TEOLOG GŁĘBI I CAŁOŚCI
Łacińskie słowo summa oznacza rzecz najważniejszą, a w znaczeniu teologicznym określa całość prawd wiary i nauki chrześcijańskiej[8]. W nawiązaniu do tradycyjnych, scholastycznych summae theologiae (sum teologii) kardynał Müller dokonał współczesnej wersji sumy teologii w swoim monumentalnym dziele:Katholische Dogmatik. Für Studium und Praxis der Theologie[9].Z rozczłonkowanych i zróżnicowanych dyscyplin i traktatów teologicznych utworzył jeden, solidny, spójny i harmonijny gmach teologii katolickiej. Fundamentem tej budowli, a zarazem ogniwem jednoczącym poszczególne tematy teologiczne, jest dla niego samoobjawienie się Trójjedynego Boga, przekazane przez osobę i historię Jezusa z Nazaretu i mające na celu zbawienie ludzi. „Ludzki podmiot ja, a właściwie ludzka rodzina my znajduje się w relacji do Boga przez wiarę” - wyjaśnia Müller. I dalej: „Więź człowieka z Bogiem umożliwia pośrednictwo Jezusa Chrystusa, a urzeczywistnia się ona przez Ducha Świętego w Kościele. W związku z tym, mamy trzy główne misteria wiary chrześcijańskiej: misterium Trójcy, Wcielenie, [zbawienie jako] obdarzenie człowieka Duchem i łaską (Geistbegabung/Begnadung). Tym tajemnicom są przyporządkowane trzy kręgi tematyczne: teologia [w ścisłym znaczeniu] – chrystologia – antropologia”[10].

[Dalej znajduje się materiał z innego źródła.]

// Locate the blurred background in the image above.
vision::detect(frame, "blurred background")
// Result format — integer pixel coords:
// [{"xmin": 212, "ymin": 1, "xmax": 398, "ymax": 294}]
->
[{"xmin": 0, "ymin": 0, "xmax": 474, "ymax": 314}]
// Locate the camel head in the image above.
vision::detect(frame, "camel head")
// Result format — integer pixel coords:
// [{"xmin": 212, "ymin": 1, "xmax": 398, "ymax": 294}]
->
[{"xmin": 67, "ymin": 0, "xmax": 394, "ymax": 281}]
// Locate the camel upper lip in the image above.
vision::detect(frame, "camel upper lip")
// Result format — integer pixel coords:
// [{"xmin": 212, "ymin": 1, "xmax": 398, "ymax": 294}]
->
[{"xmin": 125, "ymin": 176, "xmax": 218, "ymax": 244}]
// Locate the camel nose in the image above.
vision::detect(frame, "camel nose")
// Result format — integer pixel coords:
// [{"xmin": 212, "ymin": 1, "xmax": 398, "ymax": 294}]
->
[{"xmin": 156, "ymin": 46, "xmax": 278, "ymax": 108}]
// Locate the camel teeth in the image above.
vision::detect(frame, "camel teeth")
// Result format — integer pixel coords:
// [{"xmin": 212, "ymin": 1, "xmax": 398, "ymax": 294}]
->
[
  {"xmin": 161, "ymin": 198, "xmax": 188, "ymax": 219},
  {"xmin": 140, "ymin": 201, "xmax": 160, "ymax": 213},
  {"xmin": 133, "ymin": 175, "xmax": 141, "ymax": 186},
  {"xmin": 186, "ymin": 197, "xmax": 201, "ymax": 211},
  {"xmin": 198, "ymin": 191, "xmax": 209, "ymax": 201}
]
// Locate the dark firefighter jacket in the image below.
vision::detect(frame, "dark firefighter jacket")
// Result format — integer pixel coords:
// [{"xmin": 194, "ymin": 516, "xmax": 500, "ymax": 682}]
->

Kardynał Müller jako teolog głębi i całości przeciwstawia się pokusie rozczłonkowania i samowystarczalnej specjalizacji wiedzy, pokusie, która w poetycki sposób zostaje wyrażona w Fauście Goethego ustami Mefistofelesa, ironicznie pouczającego ucznia:
„Rzecz w tym: kto wiedzy pragnie sprostać,
musi się najpierw z duchem rozstać,
a wtedy złowi treść w zawiązku —
niestety! bez dusznego związku”.
Tymczasem Müller szuka związku pomiędzy fragmentarycznymi, naukowymi twierdzeniami. Zdobywając wiedzę, nie chce rozstawać się z duchem – jak mówi Goethe, lecz sięga do podstawy i fundamentu każdego prawdziwego twierdzenia, którym jest ostatecznie Duch Boży, nazwany przez Jezusa Duchem Prawdy. Dlatego kardynał Müller stale odwołuje się do tego, co Bóg objawił i przekazuje przez Ducha Prawdy w dostępny dla nas sposób. Sięga do głębi fundamentów, określając przy tym najważniejszą zasadę każdej odnowy: „Jeżeli same fundamenty domu są zagrożone, to nie możemy zajmować się meblami”[11].
ZAKOŃCZENIE
Słowo Boże poucza nas, że człowiek widzi tylko to, co zewnętrzne, Bóg zaś zna serce człowieka. Jeżeli tak, to musimy powiedzieć, że nie znamy głębi i bogactwa wnętrza dzisiejszego doktora honoris causa kardynała Gerharda Ludwiga Müllera. A jednak patrząc jedynie na to, co dla nas zewnętrzne, możemy stwierdzić, że jest on wyjątkowym człowiekiem i jednym z najwybitniejszych, współczesnych teologów. W swoim życiu i twórczości wpatrzony jest nieustannie we wcielone Słowo Ojca. Zauważa, że Jezus z Nazaretu nie głosi zwykłych teorii i nie pozostawia rzeczy takimi, jakie one są, lecz prawdziwie odnawia stworzenie, głosząc nawrócenie, które jest możliwe dla wszystkich[12].
Społeczność akademicka Papieskiego Wydziału Teologicznego we Wrocławiu dziękuje dzisiaj kardynałowi Gerhardowi Ludwigowi Müllerowi za jego teologię głębi i całości, i za posługę teologa najbliższą życiu w komunii Kościoła katolickiego oraz pragnie uhonorować go najwyższą godnością akademicką.
Et nunc Reverendissime Doctorande, veni ad lauream!